0

What would be the correct syntax to use with the inline (?aiLmsux) flags in the re module? For example:

string = 'Hello There'
re.search(r'^(?i[a-z]+)(\s[a-z]+)?', string)

The above is an invalid python expression, but basically I would like the first [a-z]+ to do a case-insensitive match, so the matched string will be "Hello".

The closest I have been able to get is:

>>> re.search(r'^(?i)([a-z]+)(\s[a-z]+)?', string).group()
'Hello There'

# also, not what I want
>>> re.search(r'^([a-z]+)(\s[a-z]+)?', string, re.I).group()
'Hello There'

But this flag is working on the entire string, and not just the first [a-z]+ part. How could I limit the scope of the ?i ?

Update: Note, the linked duplicate shows how to use the re.I flag as well as the (?i) flag on an entire string, but I'm looking how (if?) it's possible to only apply that flag on a grouped sub-expresssion.

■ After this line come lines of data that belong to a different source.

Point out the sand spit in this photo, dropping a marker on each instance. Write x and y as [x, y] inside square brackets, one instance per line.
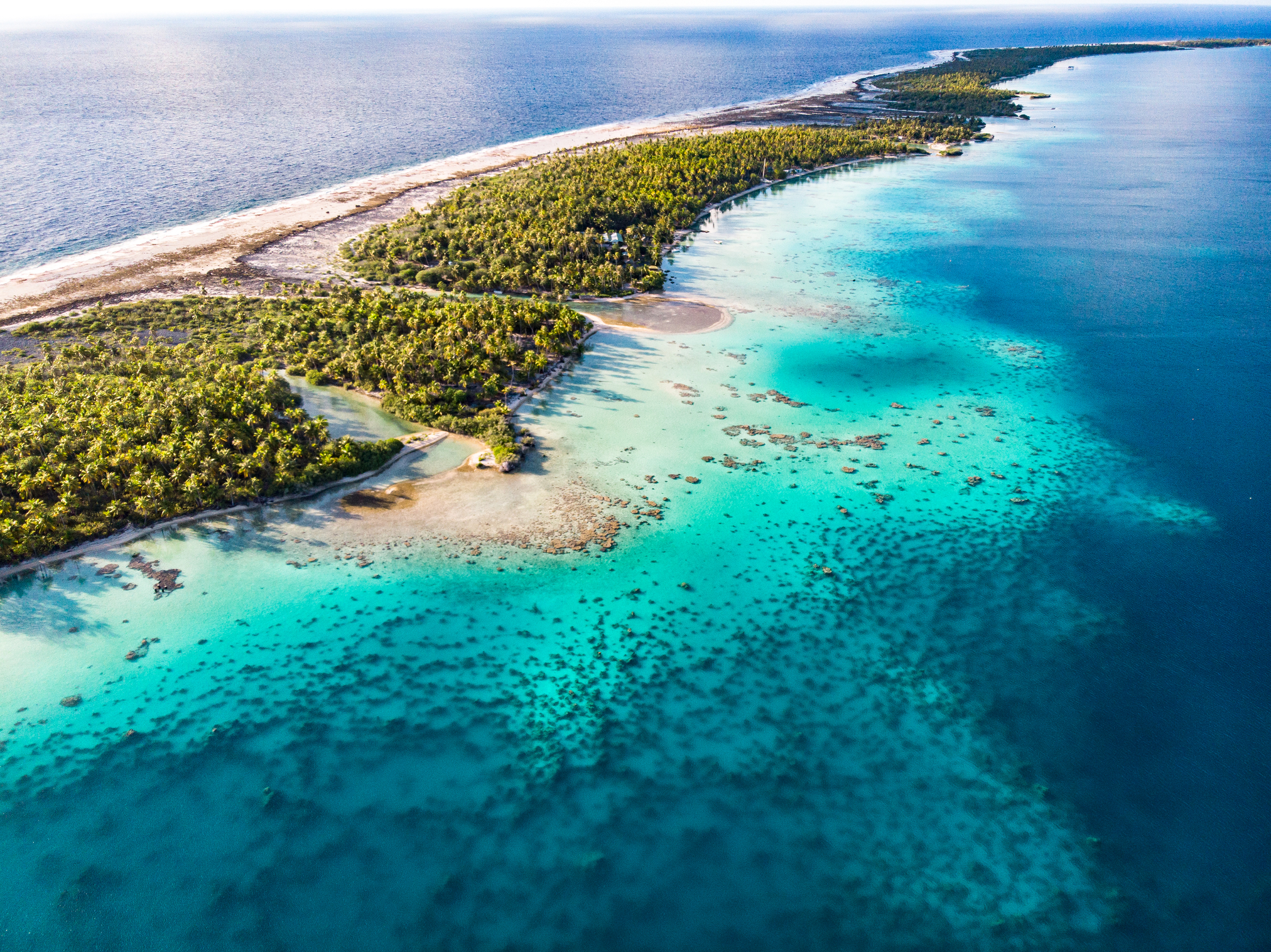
[412, 443]
[473, 507]
[661, 314]
[298, 238]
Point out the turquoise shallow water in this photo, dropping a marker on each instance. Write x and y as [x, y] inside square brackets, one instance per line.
[701, 738]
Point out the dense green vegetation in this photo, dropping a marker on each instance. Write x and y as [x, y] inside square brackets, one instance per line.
[597, 222]
[965, 84]
[160, 408]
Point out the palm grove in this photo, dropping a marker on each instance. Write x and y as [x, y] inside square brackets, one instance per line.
[146, 411]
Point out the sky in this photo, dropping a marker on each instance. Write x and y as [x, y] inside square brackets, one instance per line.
[89, 11]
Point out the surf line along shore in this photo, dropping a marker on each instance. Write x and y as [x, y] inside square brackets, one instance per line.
[178, 259]
[411, 443]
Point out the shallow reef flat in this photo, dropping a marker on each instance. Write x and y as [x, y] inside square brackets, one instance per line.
[718, 661]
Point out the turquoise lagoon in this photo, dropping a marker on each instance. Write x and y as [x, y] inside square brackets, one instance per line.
[806, 708]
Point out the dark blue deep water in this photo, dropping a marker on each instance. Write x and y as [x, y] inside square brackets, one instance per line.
[117, 131]
[994, 727]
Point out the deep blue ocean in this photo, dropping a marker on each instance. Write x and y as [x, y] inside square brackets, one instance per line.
[116, 131]
[990, 726]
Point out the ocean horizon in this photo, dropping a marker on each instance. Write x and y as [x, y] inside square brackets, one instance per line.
[117, 131]
[956, 642]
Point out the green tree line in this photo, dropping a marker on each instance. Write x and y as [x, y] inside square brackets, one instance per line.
[965, 84]
[598, 220]
[148, 411]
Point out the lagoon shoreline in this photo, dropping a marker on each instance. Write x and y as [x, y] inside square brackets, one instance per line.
[173, 261]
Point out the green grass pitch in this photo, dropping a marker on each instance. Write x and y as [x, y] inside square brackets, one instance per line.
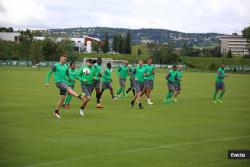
[192, 132]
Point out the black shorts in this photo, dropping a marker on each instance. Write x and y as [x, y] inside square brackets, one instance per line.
[148, 84]
[106, 85]
[122, 82]
[219, 85]
[62, 87]
[139, 86]
[171, 86]
[86, 89]
[177, 86]
[97, 84]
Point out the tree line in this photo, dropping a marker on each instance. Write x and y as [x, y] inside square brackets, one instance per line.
[36, 50]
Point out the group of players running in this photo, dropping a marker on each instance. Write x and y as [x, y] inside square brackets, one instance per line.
[92, 77]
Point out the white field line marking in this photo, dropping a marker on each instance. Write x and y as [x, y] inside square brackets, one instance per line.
[138, 150]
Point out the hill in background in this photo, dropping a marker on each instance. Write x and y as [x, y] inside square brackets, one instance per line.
[140, 35]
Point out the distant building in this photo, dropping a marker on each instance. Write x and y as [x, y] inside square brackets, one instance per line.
[236, 43]
[9, 36]
[83, 44]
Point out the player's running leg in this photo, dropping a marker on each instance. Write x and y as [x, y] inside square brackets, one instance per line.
[138, 89]
[221, 95]
[87, 90]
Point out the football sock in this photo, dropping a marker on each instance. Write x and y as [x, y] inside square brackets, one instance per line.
[221, 94]
[128, 90]
[215, 95]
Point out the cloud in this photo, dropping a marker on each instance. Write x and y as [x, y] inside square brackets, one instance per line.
[223, 16]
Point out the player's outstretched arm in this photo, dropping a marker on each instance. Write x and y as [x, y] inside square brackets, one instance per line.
[48, 77]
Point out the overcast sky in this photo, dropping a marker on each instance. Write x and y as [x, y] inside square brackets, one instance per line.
[221, 16]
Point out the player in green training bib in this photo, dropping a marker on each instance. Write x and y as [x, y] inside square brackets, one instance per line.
[107, 81]
[148, 79]
[131, 79]
[177, 83]
[122, 73]
[219, 85]
[70, 81]
[139, 74]
[61, 71]
[97, 81]
[170, 77]
[86, 76]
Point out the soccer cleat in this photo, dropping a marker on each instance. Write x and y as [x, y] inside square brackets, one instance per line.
[168, 101]
[132, 104]
[140, 107]
[99, 105]
[149, 102]
[81, 112]
[56, 114]
[220, 101]
[124, 96]
[66, 106]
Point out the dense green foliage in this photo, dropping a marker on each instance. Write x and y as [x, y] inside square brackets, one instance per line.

The equivalent regex should be:

# Only the first part -- [a-zA-Z] is made case-insensitive
>>> re.search(r'^[a-zA-Z]+(\s[a-z]+)?', string).group()
'Hello'
samuelbrody1249
  • 4,379
  • 1
  • 15
  • 58
  • @b_c the answer there is using a flag, also I'd only like it to work on part of a string. – samuelbrody1249 Nov 11 '19 at 19:49
  • Gotcha, missed the "partial" part :) – b_c Nov 11 '19 at 19:51
  • The marked duplicate here is not a complete answer as of 11/2019. Does not tell the complete inline modifier usage in Python. I recommend @WiktorStribiżew not point (as _duplicates_) all the Python inline modifier questions to that single answer. –  Nov 12 '19 at 03:03

1 Answers1

3

This will (should) isolate the flag to the local group (?flag: )

^(?i:[a-z]+)(\s[a-z]+)?

Seems to work in Python 3.7.3

Python 3.7.3 (v3.7.3:ef4ec6ed12, Mar 25 2019, 21:26:53) [MSC v.1916 32 bit (Intel)] on win32
Type "help", "copyright", "credits" or "license" for more information.
>>> import re
>>> re.match(r'^(?i:[a-z]+)(\s[a-z]+)?','Hello There').group()
'Hello'
>>>

But has a problem on regex101.com version of Python (whatever that is)

https://regex101.com/r/JZ79ul/1

Note also this scenario, which can overcome Python's shortcomings via
modifiers.

 >>> import re
 >>> re.search(r"(?-i:ab(?i:cd)ef(?i:gh))", "abCDeFgh abCDefGH")
 <re.Match object; span=(9, 17), match='abCDefGH'>

There is more to the story of course which aren't addressed anywhere on SO
apparently.
It seems a waste of time to tell it here, in a post that is buried now.